Gilberto Gilberto - 1 month ago 8
Python Question

How to get pandas dataframe where columns are the subsequent n-elements from another column dataframe?

A very simple example just for understanding.

I have the following pandas dataframe:

import pandas as pd
df = pd.DataFrame({'A':pd.Series([1, 2, 13, 14, 25, 26, 37, 38])})
df
A
0 1
1 2
2 13
3 14
4 25
5 26
6 37
8 38


Set
n = 3


First example



How to get a new dataframe
df1
(in an efficient way), like the following:

D1 D2 D3 T
0 1 2 13 14
1 2 13 14 25
2 13 14 25 26
3 14 25 26 37
4 25 26 37 38


Hint: think at the first n-columns as the data (Dx) and the last columns as the target (T).

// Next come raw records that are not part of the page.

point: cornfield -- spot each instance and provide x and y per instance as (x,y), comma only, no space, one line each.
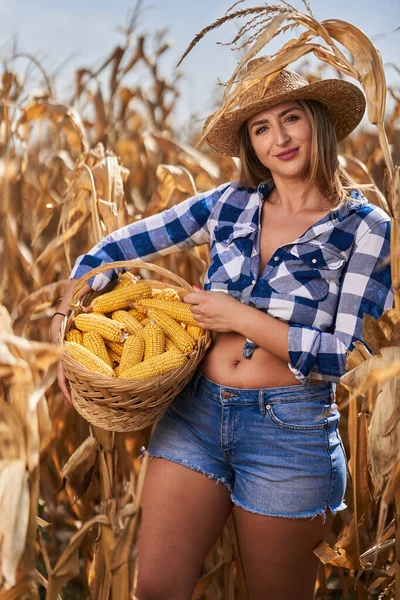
(70,174)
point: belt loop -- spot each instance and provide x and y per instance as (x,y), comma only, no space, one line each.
(261,402)
(195,383)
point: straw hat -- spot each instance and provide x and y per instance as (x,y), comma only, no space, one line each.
(345,102)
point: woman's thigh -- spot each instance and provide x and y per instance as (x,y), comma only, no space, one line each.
(183,514)
(277,554)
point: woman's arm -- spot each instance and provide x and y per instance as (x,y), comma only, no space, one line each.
(183,226)
(365,288)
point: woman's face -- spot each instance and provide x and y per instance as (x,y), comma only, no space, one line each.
(277,130)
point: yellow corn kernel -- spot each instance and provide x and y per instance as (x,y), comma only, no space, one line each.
(166,294)
(88,359)
(157,365)
(131,324)
(108,329)
(114,357)
(115,347)
(177,310)
(169,345)
(74,335)
(174,331)
(140,312)
(93,341)
(195,331)
(154,340)
(122,297)
(132,353)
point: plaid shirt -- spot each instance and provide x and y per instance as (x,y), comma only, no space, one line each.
(321,284)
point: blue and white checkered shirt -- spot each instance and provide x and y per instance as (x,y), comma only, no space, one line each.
(321,284)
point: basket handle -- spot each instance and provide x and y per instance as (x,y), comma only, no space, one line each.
(136,263)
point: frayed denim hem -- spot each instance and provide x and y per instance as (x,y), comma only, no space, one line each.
(303,515)
(185,463)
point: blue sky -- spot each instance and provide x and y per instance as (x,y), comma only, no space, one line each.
(86,31)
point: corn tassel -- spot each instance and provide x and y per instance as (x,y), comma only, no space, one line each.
(155,366)
(154,340)
(131,324)
(132,353)
(177,310)
(93,341)
(108,329)
(174,331)
(88,359)
(115,347)
(122,297)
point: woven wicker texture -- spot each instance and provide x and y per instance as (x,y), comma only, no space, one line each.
(125,405)
(344,101)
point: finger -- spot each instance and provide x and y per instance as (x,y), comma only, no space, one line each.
(192,298)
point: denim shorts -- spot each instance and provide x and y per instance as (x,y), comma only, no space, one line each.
(277,450)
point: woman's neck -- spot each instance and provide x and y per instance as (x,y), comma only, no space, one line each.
(288,199)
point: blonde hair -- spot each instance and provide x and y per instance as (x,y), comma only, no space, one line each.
(331,179)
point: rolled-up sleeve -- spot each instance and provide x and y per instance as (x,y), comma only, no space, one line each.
(181,227)
(366,288)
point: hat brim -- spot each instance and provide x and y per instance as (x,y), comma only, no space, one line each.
(344,101)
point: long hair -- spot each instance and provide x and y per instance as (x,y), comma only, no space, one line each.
(331,179)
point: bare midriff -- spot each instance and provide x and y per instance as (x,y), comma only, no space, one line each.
(224,364)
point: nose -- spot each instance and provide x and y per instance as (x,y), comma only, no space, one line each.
(281,135)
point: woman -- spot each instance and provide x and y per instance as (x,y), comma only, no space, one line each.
(295,264)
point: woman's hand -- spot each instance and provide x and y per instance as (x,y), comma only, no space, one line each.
(215,311)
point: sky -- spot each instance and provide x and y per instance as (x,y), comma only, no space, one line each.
(67,35)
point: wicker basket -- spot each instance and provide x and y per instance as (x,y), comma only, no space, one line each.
(126,405)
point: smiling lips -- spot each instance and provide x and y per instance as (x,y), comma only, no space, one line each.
(288,154)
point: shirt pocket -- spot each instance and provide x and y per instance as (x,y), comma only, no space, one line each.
(308,271)
(230,247)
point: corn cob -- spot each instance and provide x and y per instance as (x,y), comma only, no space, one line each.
(154,340)
(181,339)
(93,341)
(131,324)
(166,294)
(122,297)
(114,357)
(115,347)
(109,329)
(140,312)
(177,310)
(132,353)
(169,345)
(157,365)
(74,335)
(195,331)
(88,359)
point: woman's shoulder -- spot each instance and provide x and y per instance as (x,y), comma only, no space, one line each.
(368,212)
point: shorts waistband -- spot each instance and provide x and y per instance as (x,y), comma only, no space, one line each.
(297,393)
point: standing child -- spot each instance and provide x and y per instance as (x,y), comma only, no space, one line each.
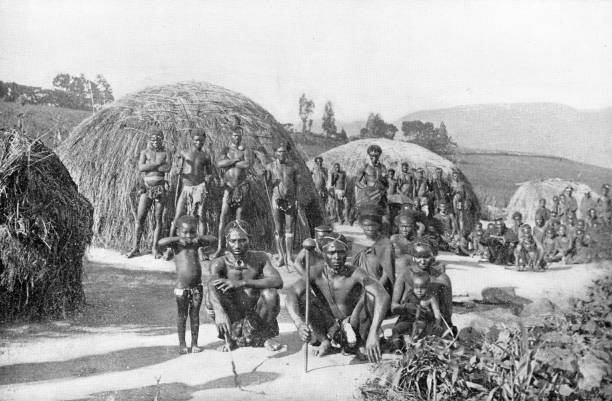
(419,313)
(188,290)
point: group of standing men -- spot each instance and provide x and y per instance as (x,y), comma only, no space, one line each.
(349,299)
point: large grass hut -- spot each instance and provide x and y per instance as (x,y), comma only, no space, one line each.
(525,199)
(45,227)
(102,156)
(353,155)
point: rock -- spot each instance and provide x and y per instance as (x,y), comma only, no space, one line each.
(533,314)
(503,296)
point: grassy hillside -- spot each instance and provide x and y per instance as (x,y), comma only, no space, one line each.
(542,128)
(495,175)
(51,123)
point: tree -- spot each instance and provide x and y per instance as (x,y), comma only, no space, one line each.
(435,139)
(376,127)
(329,121)
(306,109)
(86,94)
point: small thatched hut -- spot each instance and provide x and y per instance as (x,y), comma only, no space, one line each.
(352,157)
(45,227)
(102,155)
(525,199)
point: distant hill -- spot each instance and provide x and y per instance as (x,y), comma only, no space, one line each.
(50,122)
(542,128)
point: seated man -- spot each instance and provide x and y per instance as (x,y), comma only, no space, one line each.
(528,252)
(580,251)
(563,243)
(410,230)
(501,244)
(335,292)
(447,226)
(439,285)
(549,247)
(542,211)
(242,291)
(316,255)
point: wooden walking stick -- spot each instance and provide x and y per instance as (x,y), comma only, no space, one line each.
(308,245)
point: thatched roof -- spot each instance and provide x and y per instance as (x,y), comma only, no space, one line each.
(45,226)
(525,199)
(102,153)
(352,157)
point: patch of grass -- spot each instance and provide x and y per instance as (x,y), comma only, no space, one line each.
(495,176)
(51,123)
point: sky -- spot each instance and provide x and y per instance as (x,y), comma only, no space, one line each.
(390,57)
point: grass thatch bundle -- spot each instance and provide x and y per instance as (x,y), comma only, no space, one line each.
(353,156)
(525,199)
(45,226)
(102,156)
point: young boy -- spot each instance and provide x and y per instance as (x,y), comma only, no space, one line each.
(419,313)
(549,246)
(188,291)
(542,211)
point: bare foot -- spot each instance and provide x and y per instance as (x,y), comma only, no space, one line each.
(324,348)
(272,345)
(361,354)
(168,255)
(133,253)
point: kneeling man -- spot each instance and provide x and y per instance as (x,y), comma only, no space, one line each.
(336,291)
(242,291)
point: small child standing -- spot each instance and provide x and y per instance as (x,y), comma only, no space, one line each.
(188,290)
(420,316)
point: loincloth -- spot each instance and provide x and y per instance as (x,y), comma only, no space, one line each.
(194,196)
(285,206)
(191,291)
(369,196)
(156,192)
(238,195)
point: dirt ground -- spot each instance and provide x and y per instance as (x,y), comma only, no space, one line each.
(124,340)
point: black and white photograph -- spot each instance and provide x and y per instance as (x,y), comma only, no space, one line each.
(305,200)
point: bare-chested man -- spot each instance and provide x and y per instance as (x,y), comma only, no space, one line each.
(405,180)
(154,162)
(235,161)
(196,177)
(319,178)
(378,259)
(447,226)
(282,178)
(336,291)
(338,186)
(188,291)
(316,254)
(371,182)
(243,292)
(440,286)
(439,191)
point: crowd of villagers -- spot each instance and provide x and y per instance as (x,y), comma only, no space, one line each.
(342,295)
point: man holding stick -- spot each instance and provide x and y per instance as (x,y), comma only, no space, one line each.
(335,291)
(282,177)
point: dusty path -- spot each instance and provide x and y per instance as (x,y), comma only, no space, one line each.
(125,339)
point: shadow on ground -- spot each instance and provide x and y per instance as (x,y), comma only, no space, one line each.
(184,392)
(116,361)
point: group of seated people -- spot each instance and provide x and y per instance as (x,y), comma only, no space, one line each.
(558,235)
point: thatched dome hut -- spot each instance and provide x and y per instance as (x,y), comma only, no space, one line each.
(102,155)
(45,227)
(525,199)
(352,157)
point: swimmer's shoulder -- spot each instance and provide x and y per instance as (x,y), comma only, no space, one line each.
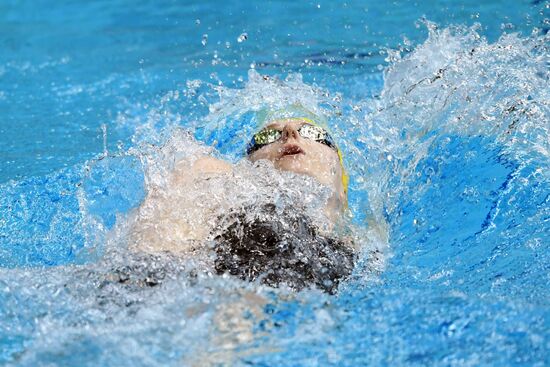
(202,167)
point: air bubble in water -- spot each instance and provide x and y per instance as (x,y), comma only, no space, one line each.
(242,37)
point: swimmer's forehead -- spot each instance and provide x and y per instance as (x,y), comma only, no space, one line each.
(280,124)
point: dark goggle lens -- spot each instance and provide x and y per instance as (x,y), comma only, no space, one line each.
(308,131)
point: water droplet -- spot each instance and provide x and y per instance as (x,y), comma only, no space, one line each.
(242,37)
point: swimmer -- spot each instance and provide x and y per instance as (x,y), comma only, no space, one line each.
(274,246)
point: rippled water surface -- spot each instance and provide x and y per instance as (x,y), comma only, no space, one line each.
(442,112)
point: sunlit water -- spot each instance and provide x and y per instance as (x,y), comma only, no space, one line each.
(444,131)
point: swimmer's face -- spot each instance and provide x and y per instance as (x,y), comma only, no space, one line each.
(294,153)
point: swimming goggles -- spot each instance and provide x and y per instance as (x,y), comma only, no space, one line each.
(268,136)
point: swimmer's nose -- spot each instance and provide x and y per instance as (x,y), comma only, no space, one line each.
(290,132)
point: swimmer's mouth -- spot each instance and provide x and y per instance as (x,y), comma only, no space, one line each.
(291,150)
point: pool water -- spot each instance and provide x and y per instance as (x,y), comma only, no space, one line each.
(442,110)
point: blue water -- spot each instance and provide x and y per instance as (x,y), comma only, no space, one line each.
(443,111)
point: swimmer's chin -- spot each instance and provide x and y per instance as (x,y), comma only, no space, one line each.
(292,163)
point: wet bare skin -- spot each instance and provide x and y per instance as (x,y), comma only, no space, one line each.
(159,226)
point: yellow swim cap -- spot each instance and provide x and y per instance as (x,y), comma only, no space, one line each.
(298,112)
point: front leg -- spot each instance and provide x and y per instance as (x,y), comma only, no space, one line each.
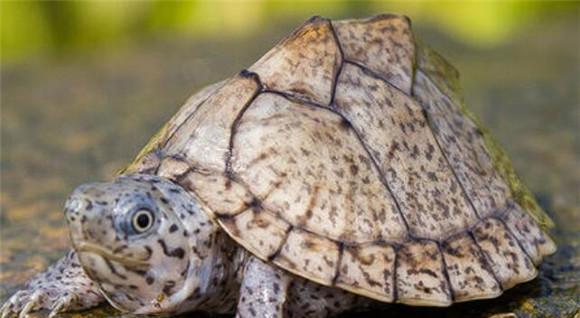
(62,287)
(263,291)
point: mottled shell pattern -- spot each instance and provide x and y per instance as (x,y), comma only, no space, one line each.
(345,156)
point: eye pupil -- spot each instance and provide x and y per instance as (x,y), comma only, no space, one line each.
(143,220)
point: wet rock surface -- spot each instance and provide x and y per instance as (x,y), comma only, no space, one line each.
(82,119)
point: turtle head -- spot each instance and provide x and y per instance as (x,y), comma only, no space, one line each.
(143,240)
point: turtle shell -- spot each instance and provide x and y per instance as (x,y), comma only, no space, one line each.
(345,156)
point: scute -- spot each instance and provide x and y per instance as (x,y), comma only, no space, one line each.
(383,43)
(303,64)
(345,156)
(396,132)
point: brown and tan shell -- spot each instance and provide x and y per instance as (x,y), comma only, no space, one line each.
(345,156)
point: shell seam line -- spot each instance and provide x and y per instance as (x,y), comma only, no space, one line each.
(446,272)
(488,262)
(382,177)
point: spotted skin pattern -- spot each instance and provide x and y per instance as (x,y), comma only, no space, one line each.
(337,173)
(64,286)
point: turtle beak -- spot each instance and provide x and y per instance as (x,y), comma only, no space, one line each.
(87,247)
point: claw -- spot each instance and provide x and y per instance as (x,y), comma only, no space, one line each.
(6,310)
(32,301)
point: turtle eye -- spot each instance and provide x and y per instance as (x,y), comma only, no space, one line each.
(142,220)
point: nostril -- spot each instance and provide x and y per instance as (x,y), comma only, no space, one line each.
(73,204)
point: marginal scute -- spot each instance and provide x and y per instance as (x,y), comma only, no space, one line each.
(307,166)
(383,43)
(304,64)
(469,273)
(261,233)
(395,131)
(507,260)
(309,255)
(368,270)
(446,78)
(535,242)
(420,275)
(204,136)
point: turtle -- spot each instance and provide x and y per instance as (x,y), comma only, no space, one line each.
(340,172)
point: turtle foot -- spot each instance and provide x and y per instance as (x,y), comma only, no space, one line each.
(63,287)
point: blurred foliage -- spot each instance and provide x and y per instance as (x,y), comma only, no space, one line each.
(53,28)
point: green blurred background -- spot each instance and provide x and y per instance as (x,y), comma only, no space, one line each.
(85,84)
(38,29)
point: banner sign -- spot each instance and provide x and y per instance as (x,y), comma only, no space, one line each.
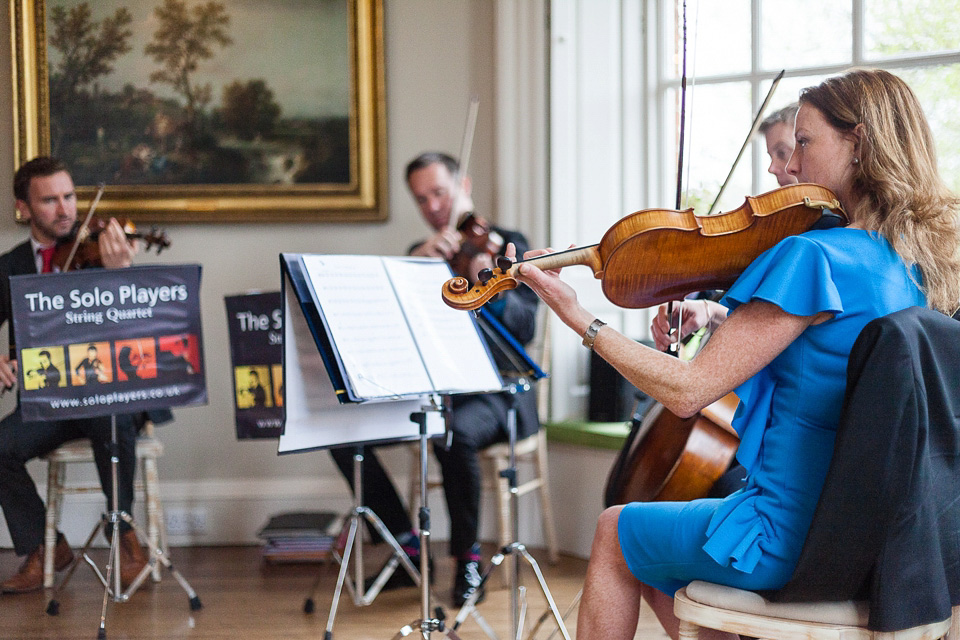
(255,322)
(103,341)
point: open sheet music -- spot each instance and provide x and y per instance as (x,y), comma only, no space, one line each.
(383,330)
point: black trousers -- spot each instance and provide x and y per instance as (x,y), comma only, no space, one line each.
(22,441)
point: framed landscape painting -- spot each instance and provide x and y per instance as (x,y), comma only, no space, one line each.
(204,110)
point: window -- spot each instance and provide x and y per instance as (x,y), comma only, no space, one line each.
(736,47)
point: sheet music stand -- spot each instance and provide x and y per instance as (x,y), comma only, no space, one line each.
(339,299)
(524,372)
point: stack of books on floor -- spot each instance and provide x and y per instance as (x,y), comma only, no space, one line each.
(302,536)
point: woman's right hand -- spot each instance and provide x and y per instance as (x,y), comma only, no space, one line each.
(696,314)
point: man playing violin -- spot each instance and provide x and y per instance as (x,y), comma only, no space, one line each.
(777,130)
(46,199)
(783,337)
(477,421)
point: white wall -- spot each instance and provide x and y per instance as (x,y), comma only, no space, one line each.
(438,53)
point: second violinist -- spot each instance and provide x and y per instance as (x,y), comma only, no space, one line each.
(476,421)
(46,199)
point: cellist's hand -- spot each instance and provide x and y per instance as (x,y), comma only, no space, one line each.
(554,292)
(115,249)
(696,314)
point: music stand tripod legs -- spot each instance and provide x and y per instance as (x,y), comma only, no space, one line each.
(110,578)
(426,624)
(515,550)
(354,537)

In the 1st example the target (e.g 25) depends on the preceding n-elements (2, 13, 14).

Second example



What if the target is some element ahead (e.g.+3)?

D1 D2 D3 T
0 1 2 13 26
1 2 13 14 37
2 13 14 25 38


Thank you for your help,

Gilberto

P.S. If you think that the title can be improved, please suggest me how to modify it.

Answer

Let's see how we can solve it with NumPy tools. So, let's imagine you have the column data as a NumPy array, let's call it a. For such sliding windowed operations, we have a very efficient tool in NumPy as strides, as they are views into the input array without actually making copies.

Let's directly use the methods with the sample data and start with case #1 -

In [29]: a  # Input data
Out[29]: array([ 1,  2, 13, 14, 25, 26, 37, 38])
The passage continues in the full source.